Crecientemente,
los gobiernos estatales gozan de mayor margen de maniobra en el ejercicio del
gasto público. Lo anterior es un fenómeno que tiene su origen en el concepto que
se volvió atractivo y demando desde la segunda parte de la década de 1990:
federalismo fiscal. La cual, se ha galvanizado por las mejores condiciones de
acceso al crédito de los gobiernos estatales y municipales, gracias tanto a la
mayor sofisticación financiera –véase la colocación de deuda pública en el
mercado bursátil- como a la mayor inclinación de la banca comercial a
prestarles.
Este entorno
ha causado que los gobiernos experimenten episodios temporales de dispendio del
gasto, seguidos de procesos de austeridad para reestructura y pagar los pasivos
acumulados –véase, como ejemplos Coahuila y Tabasco-. Además, en términos de
política económica, el comportamiento fiscal de los gobiernos estatales no
funciona como los libros de texto dictan: “gasta cuando la economía este débil
y muestra contención cuando la economía sea dinámica”; de este manera el gasto
público estatal tampoco constituye un amortiguador del ciclo de negocios (es
decir de las etapas: recesión, recuperación, expansión, desaceleración, cima).
No
obstante, el efecto adverso más importante es que entorpece el desarrollo en el
largo plazo de la economía local. Ya que puede originar un alza en impuestos
locales, con sus efectos sobre la competitividad estatal, como ocurrió con el incremento
del impuesto a la nómina en Nuevo León.

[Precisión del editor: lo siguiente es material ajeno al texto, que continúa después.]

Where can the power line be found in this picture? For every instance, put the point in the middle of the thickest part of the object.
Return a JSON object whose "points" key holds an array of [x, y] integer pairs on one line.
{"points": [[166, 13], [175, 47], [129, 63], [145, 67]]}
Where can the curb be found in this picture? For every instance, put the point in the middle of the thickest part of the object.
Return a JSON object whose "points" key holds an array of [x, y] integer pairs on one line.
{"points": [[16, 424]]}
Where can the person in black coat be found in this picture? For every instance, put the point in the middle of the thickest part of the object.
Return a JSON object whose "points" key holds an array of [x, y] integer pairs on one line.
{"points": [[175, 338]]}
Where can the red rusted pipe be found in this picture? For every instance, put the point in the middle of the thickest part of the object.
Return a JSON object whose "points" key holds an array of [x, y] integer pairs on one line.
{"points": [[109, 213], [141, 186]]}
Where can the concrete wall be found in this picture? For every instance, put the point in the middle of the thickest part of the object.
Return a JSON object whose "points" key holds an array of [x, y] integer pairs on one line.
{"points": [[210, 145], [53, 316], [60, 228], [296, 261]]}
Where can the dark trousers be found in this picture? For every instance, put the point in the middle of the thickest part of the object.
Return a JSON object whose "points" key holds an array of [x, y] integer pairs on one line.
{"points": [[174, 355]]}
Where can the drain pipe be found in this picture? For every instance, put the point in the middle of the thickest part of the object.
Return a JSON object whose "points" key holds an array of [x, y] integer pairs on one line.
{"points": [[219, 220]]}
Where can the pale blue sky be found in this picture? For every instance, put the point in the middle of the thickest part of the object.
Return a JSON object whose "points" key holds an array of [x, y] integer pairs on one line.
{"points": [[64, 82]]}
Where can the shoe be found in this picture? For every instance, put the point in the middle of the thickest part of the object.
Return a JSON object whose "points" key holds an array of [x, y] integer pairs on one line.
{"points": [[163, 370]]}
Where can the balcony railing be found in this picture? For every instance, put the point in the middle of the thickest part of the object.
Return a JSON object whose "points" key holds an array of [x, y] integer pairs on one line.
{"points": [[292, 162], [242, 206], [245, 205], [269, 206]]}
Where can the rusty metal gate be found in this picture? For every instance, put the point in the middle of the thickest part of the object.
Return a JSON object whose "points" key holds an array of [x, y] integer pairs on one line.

Y en el peor de los escenarios,
desencadena en dificultades temporales –durante el período de consolidación
fiscal- al gobierno para realizar sus tres principales cometidos: brindar
servicios públicos primarios, crear infraestructura vial y otorgar seguridad pública, ingredientes
importantes en la prosperidad económica de nuestra sociedad.